Fix bug in InvokeLinear8bitLt that was causing old state information to persist after loading from a state dict. This manifested as state tensors being left on the GPU even when a model had been offloaded to the CPU cache.

2024-08-30 20:32:17 +00:00 · 2024-08-28 14:06:29 +00:00
parent 77090070bd
commit 29fe1533f2
1 changed files with 12 additions and 2 deletions
--- a/invokeai/backend/quantization/bnb_llm_int8.py
+++ b/invokeai/backend/quantization/bnb_llm_int8.py
@ -54,8 +54,10 @@ class InvokeLinear8bitLt(bnb.nn.Linear8bitLt):

        # See `bnb.nn.Linear8bitLt._save_to_state_dict()` for the serialization logic of SCB and weight_format.
        scb = state_dict.pop(prefix + "SCB", None)
-        # weight_format is unused, but we pop it so we can validate that there are no unexpected keys.
-        _weight_format = state_dict.pop(prefix + "weight_format", None)
+
+        # Currently, we only support weight_format=0.
+        weight_format = state_dict.pop(prefix + "weight_format", None)
+        assert weight_format == 0

        # TODO(ryand): Technically, we should be using `strict`, `missing_keys`, `unexpected_keys`, and `error_msgs`
        # rather than raising an exception to correctly implement this API.
@ -89,6 +91,14 @@ class InvokeLinear8bitLt(bnb.nn.Linear8bitLt):
            )
            self.bias = bias if bias is None else torch.nn.Parameter(bias)

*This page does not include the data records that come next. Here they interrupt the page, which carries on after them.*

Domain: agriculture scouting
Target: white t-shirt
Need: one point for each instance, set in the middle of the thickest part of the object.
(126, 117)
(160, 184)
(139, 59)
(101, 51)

+        # Reset the state. The persisted fields are based on the initialization behaviour in
+        # `bnb.nn.Linear8bitLt.__init__()`.
+        new_state = bnb.MatmulLtState()
+        new_state.threshold = self.state.threshold
+        new_state.has_fp16_weights = False
+        new_state.use_pool = self.state.use_pool
+        self.state = new_state
+

 def _convert_linear_layers_to_llm_8bit(
    module: torch.nn.Module, ignore_modules: set[str], outlier_threshold: float, prefix: str = ""